But in between, we and our world are parched. We’re parched for many reasons. John 4 highlights some of them. What blocks this flow of living water for many are the dehumanizing realities of sexism and racism. In John 4, a weary Jesus rests at a well in Samaria as his disciples go to find food. A Samaritan woman makes her way to the well and Jesus speaks to her. The woman is shocked:

The Samaritan woman said to him, “How is it that you, a Jew, ask for a drink from me, a woman of Samaria?” (For Jews have no dealings with Samaritans.) (John 4:9 ESV)

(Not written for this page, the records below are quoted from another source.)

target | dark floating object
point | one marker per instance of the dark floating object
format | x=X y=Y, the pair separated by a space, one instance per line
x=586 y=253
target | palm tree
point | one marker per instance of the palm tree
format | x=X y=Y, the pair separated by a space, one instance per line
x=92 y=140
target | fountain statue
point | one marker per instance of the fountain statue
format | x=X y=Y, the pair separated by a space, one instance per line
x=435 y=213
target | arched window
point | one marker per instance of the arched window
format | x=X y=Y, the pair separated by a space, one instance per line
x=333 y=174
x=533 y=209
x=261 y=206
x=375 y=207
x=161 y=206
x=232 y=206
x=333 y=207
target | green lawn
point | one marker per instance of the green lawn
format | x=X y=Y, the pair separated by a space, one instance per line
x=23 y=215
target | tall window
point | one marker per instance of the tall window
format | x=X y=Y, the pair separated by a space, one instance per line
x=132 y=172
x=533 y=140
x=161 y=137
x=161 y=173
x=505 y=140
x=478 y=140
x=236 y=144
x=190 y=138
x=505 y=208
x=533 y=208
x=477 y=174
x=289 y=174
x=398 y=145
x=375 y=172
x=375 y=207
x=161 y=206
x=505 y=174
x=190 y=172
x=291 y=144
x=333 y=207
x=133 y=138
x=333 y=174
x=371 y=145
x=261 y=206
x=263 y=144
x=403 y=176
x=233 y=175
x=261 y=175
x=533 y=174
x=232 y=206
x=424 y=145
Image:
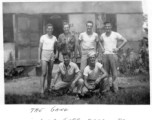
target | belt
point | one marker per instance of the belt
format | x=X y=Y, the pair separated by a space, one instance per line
x=89 y=49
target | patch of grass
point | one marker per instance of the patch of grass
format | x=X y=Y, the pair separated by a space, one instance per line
x=124 y=96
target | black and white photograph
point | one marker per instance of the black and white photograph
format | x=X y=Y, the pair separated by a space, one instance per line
x=76 y=52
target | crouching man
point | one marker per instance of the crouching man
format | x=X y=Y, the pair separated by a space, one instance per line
x=95 y=77
x=70 y=76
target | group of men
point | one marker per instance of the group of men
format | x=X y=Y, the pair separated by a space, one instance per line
x=92 y=74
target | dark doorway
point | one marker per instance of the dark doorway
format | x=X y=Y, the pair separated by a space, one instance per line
x=57 y=21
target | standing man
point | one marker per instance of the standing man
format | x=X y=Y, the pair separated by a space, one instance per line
x=95 y=77
x=46 y=56
x=88 y=43
x=109 y=47
x=66 y=42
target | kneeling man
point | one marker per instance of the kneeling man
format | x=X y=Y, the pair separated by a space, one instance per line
x=95 y=77
x=70 y=75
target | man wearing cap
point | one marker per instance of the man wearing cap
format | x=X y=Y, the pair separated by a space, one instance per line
x=95 y=77
x=70 y=75
x=109 y=48
x=88 y=43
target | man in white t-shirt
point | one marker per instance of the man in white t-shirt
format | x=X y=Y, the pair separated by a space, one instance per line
x=109 y=47
x=46 y=56
x=88 y=43
x=95 y=75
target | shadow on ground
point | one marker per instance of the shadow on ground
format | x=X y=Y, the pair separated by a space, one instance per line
x=137 y=95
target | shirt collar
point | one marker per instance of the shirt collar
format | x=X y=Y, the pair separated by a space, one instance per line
x=68 y=65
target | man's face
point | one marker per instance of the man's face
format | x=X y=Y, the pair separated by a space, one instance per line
x=108 y=27
x=66 y=59
x=66 y=28
x=92 y=59
x=49 y=30
x=89 y=27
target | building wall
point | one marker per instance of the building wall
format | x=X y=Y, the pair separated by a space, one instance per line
x=128 y=15
x=130 y=26
x=73 y=7
x=9 y=48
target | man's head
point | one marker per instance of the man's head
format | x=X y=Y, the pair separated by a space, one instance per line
x=89 y=26
x=66 y=57
x=92 y=58
x=66 y=27
x=49 y=29
x=108 y=26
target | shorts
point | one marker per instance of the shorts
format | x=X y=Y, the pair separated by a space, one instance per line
x=47 y=55
x=110 y=63
x=84 y=58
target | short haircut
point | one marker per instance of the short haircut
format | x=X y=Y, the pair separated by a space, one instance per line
x=89 y=22
x=145 y=38
x=66 y=53
x=107 y=22
x=66 y=23
x=49 y=24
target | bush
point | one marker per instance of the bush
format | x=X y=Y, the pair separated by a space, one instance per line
x=140 y=64
x=11 y=70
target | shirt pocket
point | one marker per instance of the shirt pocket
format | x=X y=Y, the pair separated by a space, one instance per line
x=71 y=71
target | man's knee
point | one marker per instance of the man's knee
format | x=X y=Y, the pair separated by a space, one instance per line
x=80 y=81
x=43 y=73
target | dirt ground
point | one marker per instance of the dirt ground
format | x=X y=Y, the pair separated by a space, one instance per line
x=26 y=90
x=29 y=85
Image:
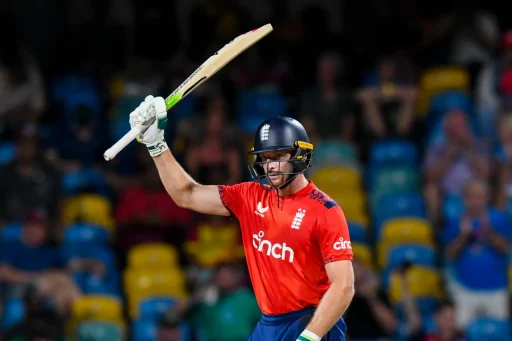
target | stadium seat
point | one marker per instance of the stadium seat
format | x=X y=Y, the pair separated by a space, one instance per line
x=7 y=152
x=99 y=331
x=398 y=205
x=352 y=202
x=89 y=208
x=453 y=206
x=401 y=205
x=403 y=231
x=436 y=80
x=335 y=153
x=363 y=253
x=144 y=330
x=215 y=244
x=337 y=179
x=82 y=233
x=396 y=178
x=445 y=102
x=254 y=106
x=154 y=308
x=152 y=256
x=488 y=329
x=414 y=254
x=147 y=284
x=13 y=312
x=393 y=151
x=100 y=308
x=357 y=232
x=10 y=232
x=408 y=230
x=422 y=282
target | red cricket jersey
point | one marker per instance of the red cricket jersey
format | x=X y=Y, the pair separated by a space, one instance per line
x=288 y=242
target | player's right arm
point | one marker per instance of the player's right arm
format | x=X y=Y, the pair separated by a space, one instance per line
x=184 y=190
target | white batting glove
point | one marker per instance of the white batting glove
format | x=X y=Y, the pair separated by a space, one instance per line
x=152 y=116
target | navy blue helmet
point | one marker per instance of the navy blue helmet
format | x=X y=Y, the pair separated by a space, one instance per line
x=281 y=133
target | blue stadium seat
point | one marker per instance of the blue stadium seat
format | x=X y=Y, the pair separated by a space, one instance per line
x=335 y=153
x=357 y=232
x=393 y=151
x=81 y=233
x=144 y=330
x=154 y=308
x=415 y=254
x=398 y=205
x=7 y=152
x=488 y=329
x=14 y=312
x=87 y=178
x=255 y=106
x=447 y=101
x=10 y=232
x=453 y=206
x=99 y=331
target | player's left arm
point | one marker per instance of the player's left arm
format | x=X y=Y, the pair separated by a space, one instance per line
x=333 y=237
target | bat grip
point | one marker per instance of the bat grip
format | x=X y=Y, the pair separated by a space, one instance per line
x=122 y=143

And, later, the disciples who return and witness this are shocked:

Just then his disciples came back. They marveled that he was talking with a woman (John 4:27 ESV)

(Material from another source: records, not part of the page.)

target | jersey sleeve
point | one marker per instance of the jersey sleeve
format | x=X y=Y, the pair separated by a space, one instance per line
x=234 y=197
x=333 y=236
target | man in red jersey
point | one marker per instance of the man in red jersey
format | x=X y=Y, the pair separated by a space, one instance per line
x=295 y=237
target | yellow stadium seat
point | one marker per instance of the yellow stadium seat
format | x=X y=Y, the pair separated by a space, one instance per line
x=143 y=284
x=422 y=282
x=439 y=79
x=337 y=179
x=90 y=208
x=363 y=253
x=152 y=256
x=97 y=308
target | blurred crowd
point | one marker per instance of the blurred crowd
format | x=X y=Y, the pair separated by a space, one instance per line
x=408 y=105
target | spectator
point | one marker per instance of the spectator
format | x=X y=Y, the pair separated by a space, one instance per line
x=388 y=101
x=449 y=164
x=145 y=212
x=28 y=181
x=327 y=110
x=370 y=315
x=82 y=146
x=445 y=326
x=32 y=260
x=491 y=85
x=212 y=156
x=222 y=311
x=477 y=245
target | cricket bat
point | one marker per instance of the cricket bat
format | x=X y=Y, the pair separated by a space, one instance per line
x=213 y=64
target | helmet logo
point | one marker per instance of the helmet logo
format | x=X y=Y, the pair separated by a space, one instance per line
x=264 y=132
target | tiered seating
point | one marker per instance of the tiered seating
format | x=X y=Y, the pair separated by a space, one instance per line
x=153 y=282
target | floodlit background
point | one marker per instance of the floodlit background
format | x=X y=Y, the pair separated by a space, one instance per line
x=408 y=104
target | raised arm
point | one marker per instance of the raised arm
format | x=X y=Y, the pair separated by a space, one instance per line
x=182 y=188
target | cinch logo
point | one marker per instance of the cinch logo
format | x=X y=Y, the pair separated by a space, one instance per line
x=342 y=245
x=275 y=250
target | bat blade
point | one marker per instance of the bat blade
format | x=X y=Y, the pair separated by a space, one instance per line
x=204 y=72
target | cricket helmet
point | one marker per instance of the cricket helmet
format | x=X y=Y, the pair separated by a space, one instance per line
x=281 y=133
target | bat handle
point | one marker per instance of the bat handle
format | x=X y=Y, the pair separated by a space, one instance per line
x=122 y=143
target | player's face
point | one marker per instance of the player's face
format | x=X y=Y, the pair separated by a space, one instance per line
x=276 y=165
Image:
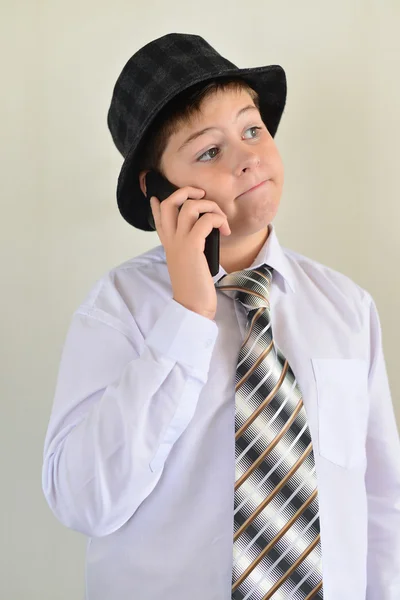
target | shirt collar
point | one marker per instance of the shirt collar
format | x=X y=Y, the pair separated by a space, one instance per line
x=270 y=254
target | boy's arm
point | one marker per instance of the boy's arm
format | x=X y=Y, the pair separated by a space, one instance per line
x=120 y=404
x=382 y=476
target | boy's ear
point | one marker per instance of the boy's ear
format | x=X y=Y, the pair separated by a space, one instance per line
x=142 y=181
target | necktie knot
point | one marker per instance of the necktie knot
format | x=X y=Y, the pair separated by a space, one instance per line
x=250 y=287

Samaritans were considered secondary. Women were considered worth-less. And so, without question, a Samaritan woman was devalued. 

What’s all the more tragic is that this sexism and racism were playing out within religious communities. “Good godly people” were guilty of prejudice rooted in gender and race. And, for this woman, this racism and sexism became like debri blocking the flow of life-giving water.

But Jesus stood up against this divisiveness with the promise of a “flow of living water”:

13 Jesus said to her, “Everyone who drinks of this water will be thirsty again, 14 but whoever drinks of the water that I will give him will never be thirsty again. The water that I will give him will become in him a spring of water welling up to eternal life.” (John 4:13-14 ESV)

Crossing gender and racial barriers, Jesus promised to be a source of a never ending flow of life giving water that would quench her deepest thirst, a thirst ignored by the men of her life and dismissed by the majority race in her life. This water was for “whoever” desired it.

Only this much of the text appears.